Люди зашумели, перебивая друг друга, выплескивая заветное:

– Дело говорит!

– Сереженька! Возглавьте съезд!

– Давно пора!

– Уберите Хаса! Сразу победим!

Депутат зарозовел, сделал шажок назад, прислонился к стене, его бородка, казалось, чуть посинела:

– Это на усмотрение корпуса…

Виктор взял еще правее и уткнулся в толпу под знаменами: митинг продолжался, речь с балкона держал легендарный Анпилов. Тут было красным-красно от знамен. Все замерли, высоко запрокинув лица, как будто кровь пошла носом. Виктор тоже поднял голову, и красная материя накрыла ему лицо.

– Товарищи! – Виктор мотнул головой, отгоняя знамя, и увидел на балконе приземистого человека в боксерской стойке. – Да здравствует вооруженное восстание, товарищи! И я говорю Руцкому: Александр Владимирыч, не томи ты народ, раздай оружие! – Оратор тянул звуки натужно и исступленно, точно бы что-то наматывая на свой кулак, крутившийся бесперебойно. – Товарищи! Но и пока не теряем время! Готовьте коктейли Молотова! Ничего и никого не бойтесь! С нами шахтеры, чернобыльцы, моряки! С нами Ленин, с нами Сталин, с нами Молотов, Пушкин и Маяковский!

Вокруг захлопали, заревели.

– Ав-то-мат! Ав-то-мат! – кричал и подпрыгивал, словно надеясь взлететь, мужичок в застиранной хэбухе и ржавой каске, похоже, времен Великой Отечественной.

Виктор выпутался из объятий знамен и начал обходить толпу. Он пробирался по опушке митинга, где ему вручали листовки, быстро наполнившие все карманы, а заросший волк из “Ну, погоди!”, пахнущий каким-то сладким алкоголем, отдал за горсть монет брошюру-летопись “Откуда есть пошла русская земля”, которую пришлось сложить вдвое.
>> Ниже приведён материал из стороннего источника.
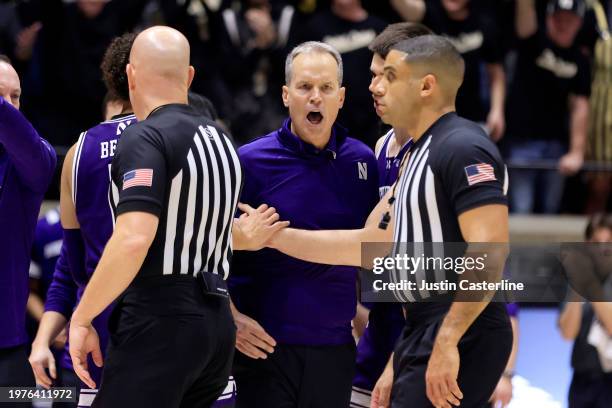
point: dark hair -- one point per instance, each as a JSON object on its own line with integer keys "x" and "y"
{"x": 597, "y": 221}
{"x": 202, "y": 105}
{"x": 395, "y": 33}
{"x": 113, "y": 65}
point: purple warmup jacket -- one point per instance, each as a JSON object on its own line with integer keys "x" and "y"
{"x": 27, "y": 163}
{"x": 91, "y": 185}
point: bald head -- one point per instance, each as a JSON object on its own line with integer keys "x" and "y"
{"x": 159, "y": 72}
{"x": 10, "y": 88}
{"x": 161, "y": 51}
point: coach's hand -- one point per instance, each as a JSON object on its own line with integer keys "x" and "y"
{"x": 381, "y": 394}
{"x": 441, "y": 376}
{"x": 251, "y": 339}
{"x": 257, "y": 226}
{"x": 84, "y": 340}
{"x": 41, "y": 357}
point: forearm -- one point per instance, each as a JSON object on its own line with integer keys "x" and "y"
{"x": 410, "y": 10}
{"x": 35, "y": 306}
{"x": 526, "y": 23}
{"x": 603, "y": 311}
{"x": 515, "y": 337}
{"x": 120, "y": 262}
{"x": 579, "y": 125}
{"x": 51, "y": 325}
{"x": 570, "y": 320}
{"x": 32, "y": 157}
{"x": 498, "y": 87}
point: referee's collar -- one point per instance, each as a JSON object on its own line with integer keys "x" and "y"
{"x": 294, "y": 143}
{"x": 177, "y": 107}
{"x": 436, "y": 125}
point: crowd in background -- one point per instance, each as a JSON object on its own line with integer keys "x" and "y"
{"x": 537, "y": 77}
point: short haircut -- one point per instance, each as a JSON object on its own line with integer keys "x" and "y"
{"x": 438, "y": 56}
{"x": 598, "y": 221}
{"x": 116, "y": 58}
{"x": 395, "y": 33}
{"x": 311, "y": 47}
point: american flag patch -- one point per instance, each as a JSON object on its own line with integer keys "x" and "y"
{"x": 138, "y": 178}
{"x": 477, "y": 173}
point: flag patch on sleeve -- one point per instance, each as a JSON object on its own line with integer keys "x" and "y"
{"x": 138, "y": 178}
{"x": 478, "y": 173}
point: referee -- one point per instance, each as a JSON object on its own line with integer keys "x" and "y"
{"x": 179, "y": 178}
{"x": 449, "y": 353}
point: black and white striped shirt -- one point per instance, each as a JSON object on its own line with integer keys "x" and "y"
{"x": 181, "y": 167}
{"x": 452, "y": 168}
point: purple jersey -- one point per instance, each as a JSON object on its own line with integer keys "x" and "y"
{"x": 27, "y": 163}
{"x": 386, "y": 320}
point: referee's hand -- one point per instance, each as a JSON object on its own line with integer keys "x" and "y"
{"x": 84, "y": 340}
{"x": 251, "y": 339}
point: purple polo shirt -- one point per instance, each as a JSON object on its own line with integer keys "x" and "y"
{"x": 299, "y": 302}
{"x": 27, "y": 163}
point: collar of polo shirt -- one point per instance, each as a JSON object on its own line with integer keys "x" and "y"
{"x": 294, "y": 143}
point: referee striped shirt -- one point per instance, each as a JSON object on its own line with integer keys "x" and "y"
{"x": 452, "y": 168}
{"x": 181, "y": 167}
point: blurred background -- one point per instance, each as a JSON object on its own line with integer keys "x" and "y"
{"x": 541, "y": 86}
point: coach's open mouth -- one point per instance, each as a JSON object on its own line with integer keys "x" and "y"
{"x": 314, "y": 117}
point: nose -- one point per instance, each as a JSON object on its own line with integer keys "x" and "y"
{"x": 315, "y": 96}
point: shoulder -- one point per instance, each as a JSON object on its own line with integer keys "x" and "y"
{"x": 464, "y": 138}
{"x": 257, "y": 146}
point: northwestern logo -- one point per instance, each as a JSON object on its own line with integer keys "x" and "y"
{"x": 362, "y": 169}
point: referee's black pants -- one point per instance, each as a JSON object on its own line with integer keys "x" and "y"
{"x": 296, "y": 377}
{"x": 15, "y": 371}
{"x": 170, "y": 346}
{"x": 483, "y": 351}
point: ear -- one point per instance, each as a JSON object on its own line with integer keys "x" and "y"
{"x": 129, "y": 69}
{"x": 428, "y": 85}
{"x": 286, "y": 96}
{"x": 190, "y": 76}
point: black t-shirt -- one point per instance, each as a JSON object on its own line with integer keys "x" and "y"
{"x": 351, "y": 40}
{"x": 478, "y": 40}
{"x": 182, "y": 168}
{"x": 545, "y": 76}
{"x": 454, "y": 167}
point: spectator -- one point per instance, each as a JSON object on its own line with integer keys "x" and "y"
{"x": 349, "y": 28}
{"x": 599, "y": 148}
{"x": 591, "y": 385}
{"x": 547, "y": 103}
{"x": 477, "y": 37}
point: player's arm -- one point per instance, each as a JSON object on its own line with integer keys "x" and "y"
{"x": 526, "y": 22}
{"x": 253, "y": 229}
{"x": 335, "y": 247}
{"x": 33, "y": 158}
{"x": 496, "y": 119}
{"x": 579, "y": 123}
{"x": 410, "y": 10}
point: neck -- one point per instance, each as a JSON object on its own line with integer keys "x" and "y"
{"x": 149, "y": 104}
{"x": 354, "y": 13}
{"x": 401, "y": 136}
{"x": 459, "y": 15}
{"x": 318, "y": 142}
{"x": 425, "y": 119}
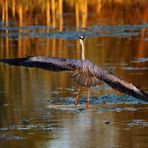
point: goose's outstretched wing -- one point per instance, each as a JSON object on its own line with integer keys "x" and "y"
{"x": 47, "y": 63}
{"x": 121, "y": 85}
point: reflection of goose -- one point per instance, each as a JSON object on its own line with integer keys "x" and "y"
{"x": 83, "y": 72}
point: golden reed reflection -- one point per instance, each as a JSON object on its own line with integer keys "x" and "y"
{"x": 53, "y": 13}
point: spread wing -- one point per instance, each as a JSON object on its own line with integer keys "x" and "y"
{"x": 47, "y": 63}
{"x": 121, "y": 85}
Он вышел в конец площади к длинному зданию типа спортивного комплекса с белым первым этажом и шоколадно-коричневым вторым. Под крышей гнездились узкие окошки, вдоль фасада чем-то черным и острым, будто углем, были ровной прописью начертаны заклинания. Виктор прочитал справа налево, медленно проходя: “Душа не в США”, “Мэр – вор!”, “Ерин, кому ты верен?”…

Угол дворца уходил ввысь, в космос, массивный и фантастический, как опора древнего величественного храма, и закружилась голова, когда глазами пополз по мрамору к небу. Вырываясь из головокружения, заставил себя сделать несколько сильных глубоких вдохов наперекор потерянности и недосмотренным снам.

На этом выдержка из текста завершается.